Begitulah, hingga jarum panjang pada jam dinding telah berotasi dua putaran yang membuat jarum pendeknya bergeser dua angka dari sebelumnya. Namira masih duduk di sisi Azrina yang terlelap.
Sungguh Namira ingin berontak. Menunggu-nunggu kapan Azrina akan terbangun dari tidurnya. Berharap ini belum saatnya, perempuan yang telah sangat berjasa atas hidupnya itu tidur selamanya.
Setidaknya, jika ia tak sempat membalas budi atau menebus kesalahan, ia merasa harus meledakkan amarahnya. Bahwa mungkin jika bukan dia sendiri yang mendapati Azrina nyaris kolaps tadi, ia pun masih sama tidak tahunya dengan Lee Jun Ki tentang penyakit Azrina ini.

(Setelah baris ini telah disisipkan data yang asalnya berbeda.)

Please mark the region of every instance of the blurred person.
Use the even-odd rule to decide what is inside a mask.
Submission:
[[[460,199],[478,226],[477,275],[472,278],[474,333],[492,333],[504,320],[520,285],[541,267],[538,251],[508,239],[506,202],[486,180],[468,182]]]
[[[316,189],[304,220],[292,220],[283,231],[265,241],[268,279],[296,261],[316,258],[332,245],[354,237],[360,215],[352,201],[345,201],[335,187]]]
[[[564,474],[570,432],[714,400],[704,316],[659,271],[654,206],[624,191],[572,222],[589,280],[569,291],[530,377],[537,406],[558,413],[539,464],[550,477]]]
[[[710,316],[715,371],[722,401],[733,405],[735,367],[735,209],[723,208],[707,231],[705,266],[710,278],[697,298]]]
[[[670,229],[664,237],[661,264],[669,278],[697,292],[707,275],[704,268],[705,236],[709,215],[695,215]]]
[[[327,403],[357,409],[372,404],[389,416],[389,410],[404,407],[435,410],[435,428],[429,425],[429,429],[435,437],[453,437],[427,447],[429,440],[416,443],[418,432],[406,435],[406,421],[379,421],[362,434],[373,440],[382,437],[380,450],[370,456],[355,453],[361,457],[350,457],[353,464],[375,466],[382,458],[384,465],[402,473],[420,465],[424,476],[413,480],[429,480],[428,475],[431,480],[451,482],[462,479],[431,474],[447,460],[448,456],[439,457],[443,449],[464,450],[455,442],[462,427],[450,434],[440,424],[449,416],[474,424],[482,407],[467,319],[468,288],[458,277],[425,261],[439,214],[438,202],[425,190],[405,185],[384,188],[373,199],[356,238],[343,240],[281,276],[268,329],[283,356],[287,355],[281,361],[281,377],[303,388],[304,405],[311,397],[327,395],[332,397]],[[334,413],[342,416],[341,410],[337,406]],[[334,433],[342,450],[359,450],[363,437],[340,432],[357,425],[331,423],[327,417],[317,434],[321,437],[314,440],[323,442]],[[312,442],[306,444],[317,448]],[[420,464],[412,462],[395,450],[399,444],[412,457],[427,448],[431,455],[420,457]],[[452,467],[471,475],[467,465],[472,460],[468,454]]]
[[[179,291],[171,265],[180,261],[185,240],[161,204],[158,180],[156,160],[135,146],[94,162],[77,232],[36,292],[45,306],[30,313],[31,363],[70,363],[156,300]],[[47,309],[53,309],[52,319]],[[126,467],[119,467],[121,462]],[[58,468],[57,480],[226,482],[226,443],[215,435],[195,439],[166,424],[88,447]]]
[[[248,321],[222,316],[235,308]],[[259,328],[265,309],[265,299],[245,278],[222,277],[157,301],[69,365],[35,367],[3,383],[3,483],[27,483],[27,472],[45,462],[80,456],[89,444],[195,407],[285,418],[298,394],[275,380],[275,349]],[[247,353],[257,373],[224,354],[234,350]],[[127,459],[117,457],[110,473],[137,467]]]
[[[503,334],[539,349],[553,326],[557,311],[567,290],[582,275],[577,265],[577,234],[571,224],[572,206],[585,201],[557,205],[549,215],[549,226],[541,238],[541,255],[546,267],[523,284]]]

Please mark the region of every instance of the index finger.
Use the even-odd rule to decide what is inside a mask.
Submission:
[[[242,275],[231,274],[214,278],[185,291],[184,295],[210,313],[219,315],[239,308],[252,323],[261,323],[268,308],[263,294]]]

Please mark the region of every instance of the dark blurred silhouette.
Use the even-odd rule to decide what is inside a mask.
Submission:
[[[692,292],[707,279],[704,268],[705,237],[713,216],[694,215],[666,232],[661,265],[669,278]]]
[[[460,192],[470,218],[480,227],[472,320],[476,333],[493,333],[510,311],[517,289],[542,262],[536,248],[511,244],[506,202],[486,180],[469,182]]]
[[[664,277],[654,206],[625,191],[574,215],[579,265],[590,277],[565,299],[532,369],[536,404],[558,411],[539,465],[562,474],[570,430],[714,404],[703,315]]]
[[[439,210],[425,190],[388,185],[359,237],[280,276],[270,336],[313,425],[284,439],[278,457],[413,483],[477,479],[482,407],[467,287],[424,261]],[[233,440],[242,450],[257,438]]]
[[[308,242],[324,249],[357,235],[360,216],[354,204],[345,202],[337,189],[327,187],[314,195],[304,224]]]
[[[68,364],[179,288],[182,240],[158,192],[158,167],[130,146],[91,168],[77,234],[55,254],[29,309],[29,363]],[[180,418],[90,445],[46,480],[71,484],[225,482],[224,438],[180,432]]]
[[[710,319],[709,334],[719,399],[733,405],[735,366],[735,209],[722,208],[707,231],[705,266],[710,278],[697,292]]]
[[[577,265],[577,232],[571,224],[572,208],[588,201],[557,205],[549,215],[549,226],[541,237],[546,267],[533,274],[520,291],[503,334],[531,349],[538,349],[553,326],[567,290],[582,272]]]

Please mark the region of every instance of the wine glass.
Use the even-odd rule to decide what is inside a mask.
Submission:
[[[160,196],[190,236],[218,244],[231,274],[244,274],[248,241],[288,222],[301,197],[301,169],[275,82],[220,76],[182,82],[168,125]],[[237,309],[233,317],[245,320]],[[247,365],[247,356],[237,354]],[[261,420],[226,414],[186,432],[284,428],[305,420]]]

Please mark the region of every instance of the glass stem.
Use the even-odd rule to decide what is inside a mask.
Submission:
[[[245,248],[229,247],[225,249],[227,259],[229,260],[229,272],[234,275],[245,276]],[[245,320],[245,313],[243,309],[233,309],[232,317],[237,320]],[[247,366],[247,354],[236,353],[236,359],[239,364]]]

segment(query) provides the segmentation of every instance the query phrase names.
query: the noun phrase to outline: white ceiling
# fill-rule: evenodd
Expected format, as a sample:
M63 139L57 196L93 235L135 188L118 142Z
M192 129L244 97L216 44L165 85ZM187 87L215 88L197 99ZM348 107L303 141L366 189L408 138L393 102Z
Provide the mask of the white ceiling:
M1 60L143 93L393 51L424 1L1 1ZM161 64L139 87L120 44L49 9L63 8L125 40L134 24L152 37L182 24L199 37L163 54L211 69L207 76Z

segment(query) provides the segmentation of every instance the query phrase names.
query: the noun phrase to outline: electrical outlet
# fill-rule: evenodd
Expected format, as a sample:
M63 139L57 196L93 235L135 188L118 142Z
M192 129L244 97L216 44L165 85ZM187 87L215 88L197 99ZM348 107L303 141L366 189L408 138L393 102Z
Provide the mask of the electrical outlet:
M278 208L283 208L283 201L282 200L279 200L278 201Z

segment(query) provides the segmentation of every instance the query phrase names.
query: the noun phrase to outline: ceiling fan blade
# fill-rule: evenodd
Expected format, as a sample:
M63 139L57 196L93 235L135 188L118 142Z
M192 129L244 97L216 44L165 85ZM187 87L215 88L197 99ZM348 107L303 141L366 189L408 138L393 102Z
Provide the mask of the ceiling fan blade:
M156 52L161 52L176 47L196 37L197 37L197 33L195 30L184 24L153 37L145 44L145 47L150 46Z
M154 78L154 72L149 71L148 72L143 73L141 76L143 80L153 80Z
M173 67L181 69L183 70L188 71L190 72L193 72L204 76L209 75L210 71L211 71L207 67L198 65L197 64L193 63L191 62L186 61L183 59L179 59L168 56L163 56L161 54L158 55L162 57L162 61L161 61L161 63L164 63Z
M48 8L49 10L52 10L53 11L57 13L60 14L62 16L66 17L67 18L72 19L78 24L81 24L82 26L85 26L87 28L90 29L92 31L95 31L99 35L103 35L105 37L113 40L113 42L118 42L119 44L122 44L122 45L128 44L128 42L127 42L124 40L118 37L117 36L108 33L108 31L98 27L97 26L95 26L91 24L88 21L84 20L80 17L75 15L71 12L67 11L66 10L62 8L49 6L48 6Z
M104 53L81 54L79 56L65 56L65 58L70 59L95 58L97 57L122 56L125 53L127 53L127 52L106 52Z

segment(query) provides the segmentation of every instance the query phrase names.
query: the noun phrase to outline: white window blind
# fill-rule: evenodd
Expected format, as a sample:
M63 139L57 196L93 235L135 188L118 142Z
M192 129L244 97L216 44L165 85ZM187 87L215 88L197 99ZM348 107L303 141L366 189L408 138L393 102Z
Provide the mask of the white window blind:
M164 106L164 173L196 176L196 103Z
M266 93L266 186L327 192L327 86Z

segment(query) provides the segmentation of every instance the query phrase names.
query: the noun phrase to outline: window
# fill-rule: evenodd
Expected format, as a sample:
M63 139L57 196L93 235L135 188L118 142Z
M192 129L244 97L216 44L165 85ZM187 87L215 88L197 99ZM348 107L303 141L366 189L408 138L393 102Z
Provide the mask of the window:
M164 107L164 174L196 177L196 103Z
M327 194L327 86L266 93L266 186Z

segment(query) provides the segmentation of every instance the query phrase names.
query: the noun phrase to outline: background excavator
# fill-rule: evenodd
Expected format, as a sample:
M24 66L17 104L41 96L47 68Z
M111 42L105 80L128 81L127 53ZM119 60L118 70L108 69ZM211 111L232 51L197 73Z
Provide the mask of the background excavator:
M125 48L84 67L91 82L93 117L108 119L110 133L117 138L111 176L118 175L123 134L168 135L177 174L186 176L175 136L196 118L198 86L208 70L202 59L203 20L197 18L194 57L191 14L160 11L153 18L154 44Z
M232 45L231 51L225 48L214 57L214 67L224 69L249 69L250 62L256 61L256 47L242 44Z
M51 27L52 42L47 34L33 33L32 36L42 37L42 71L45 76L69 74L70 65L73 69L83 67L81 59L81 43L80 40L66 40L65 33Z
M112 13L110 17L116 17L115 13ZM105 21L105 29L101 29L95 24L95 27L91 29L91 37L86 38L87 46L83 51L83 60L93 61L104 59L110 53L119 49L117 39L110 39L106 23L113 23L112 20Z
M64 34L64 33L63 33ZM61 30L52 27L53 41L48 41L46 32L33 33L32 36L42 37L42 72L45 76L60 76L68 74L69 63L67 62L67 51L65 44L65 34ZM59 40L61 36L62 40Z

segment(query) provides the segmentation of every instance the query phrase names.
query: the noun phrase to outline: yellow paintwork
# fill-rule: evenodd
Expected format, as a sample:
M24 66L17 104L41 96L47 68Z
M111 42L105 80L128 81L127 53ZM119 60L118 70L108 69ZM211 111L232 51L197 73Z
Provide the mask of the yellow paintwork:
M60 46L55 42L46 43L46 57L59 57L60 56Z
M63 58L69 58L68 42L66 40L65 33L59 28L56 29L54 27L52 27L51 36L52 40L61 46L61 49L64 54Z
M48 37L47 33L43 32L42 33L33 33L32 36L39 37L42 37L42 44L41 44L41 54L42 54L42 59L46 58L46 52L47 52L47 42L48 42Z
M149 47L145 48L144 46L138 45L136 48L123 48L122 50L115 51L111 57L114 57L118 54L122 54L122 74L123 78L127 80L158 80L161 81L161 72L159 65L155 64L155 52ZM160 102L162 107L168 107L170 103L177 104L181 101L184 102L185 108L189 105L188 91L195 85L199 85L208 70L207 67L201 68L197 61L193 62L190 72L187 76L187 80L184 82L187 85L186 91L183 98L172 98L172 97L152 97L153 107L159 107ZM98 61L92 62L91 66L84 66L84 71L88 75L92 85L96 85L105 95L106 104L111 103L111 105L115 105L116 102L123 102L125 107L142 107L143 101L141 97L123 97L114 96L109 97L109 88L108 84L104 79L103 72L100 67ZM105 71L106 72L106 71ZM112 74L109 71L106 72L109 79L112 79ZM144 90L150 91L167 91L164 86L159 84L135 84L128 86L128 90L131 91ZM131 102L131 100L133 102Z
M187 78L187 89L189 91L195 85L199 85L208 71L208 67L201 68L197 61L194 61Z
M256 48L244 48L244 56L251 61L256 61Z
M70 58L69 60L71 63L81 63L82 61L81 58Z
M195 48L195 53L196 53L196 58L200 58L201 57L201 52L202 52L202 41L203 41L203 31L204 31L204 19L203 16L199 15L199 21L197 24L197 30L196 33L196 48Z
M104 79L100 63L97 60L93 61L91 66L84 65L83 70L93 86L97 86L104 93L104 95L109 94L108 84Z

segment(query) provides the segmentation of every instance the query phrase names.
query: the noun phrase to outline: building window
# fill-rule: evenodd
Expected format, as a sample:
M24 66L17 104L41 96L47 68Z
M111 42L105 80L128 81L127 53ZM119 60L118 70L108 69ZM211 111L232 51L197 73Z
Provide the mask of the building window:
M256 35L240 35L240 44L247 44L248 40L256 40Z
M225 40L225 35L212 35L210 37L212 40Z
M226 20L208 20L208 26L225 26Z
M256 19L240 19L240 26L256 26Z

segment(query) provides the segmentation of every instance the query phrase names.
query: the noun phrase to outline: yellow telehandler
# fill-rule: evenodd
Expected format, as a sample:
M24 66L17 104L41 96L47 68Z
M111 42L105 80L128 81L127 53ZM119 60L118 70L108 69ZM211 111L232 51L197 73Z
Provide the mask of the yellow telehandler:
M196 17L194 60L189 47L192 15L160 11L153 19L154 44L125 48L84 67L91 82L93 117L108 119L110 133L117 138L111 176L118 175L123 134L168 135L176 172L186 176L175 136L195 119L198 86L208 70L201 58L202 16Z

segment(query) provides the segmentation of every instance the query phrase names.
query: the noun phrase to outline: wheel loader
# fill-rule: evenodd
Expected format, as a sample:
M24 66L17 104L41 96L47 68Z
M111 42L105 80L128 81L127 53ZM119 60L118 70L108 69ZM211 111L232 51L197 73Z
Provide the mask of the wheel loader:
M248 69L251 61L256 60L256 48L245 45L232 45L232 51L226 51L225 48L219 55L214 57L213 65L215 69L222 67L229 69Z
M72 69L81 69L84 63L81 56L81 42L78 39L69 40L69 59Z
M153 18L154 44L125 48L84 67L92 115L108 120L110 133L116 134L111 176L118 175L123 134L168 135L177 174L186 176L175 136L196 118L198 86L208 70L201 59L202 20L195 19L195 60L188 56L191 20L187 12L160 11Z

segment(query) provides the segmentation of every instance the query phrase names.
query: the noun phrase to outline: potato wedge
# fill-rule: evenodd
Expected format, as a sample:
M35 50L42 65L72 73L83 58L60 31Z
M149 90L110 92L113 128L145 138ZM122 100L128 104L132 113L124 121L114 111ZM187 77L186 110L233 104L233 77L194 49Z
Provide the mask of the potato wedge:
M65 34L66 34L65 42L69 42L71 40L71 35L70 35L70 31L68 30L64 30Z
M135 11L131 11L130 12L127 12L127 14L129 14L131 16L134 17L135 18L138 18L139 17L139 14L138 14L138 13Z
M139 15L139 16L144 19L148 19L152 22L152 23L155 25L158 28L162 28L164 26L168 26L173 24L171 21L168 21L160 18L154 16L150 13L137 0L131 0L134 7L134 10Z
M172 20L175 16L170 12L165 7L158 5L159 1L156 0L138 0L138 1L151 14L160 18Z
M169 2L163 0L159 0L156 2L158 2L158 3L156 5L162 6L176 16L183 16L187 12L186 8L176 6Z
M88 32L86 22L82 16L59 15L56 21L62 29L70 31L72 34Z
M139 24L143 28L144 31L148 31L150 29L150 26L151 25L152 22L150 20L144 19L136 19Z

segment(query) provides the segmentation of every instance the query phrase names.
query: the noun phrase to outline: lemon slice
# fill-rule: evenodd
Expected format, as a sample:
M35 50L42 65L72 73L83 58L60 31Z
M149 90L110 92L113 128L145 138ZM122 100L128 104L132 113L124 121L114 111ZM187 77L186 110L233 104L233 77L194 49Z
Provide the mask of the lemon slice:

"Bisa-bisanya kamu begini sama aku, Az..." lirih Namira yang kemudian hampir melonjak mendapati Azrina yang mulai menggerakkan lengannya.
Azrina tersadar dengan mengerjapkan mata. Lalu mengembuskan napas panjang saat pandangannya menemukan sosok Namira yang duduk di samping ranjangnya.
Melihat Namira yang menatapnya penuh kekhawatiran, pikirannya kembali pada detik-detik kepanikan tadi. Dan sekarang, Azrina berhutang cerita pada Namira.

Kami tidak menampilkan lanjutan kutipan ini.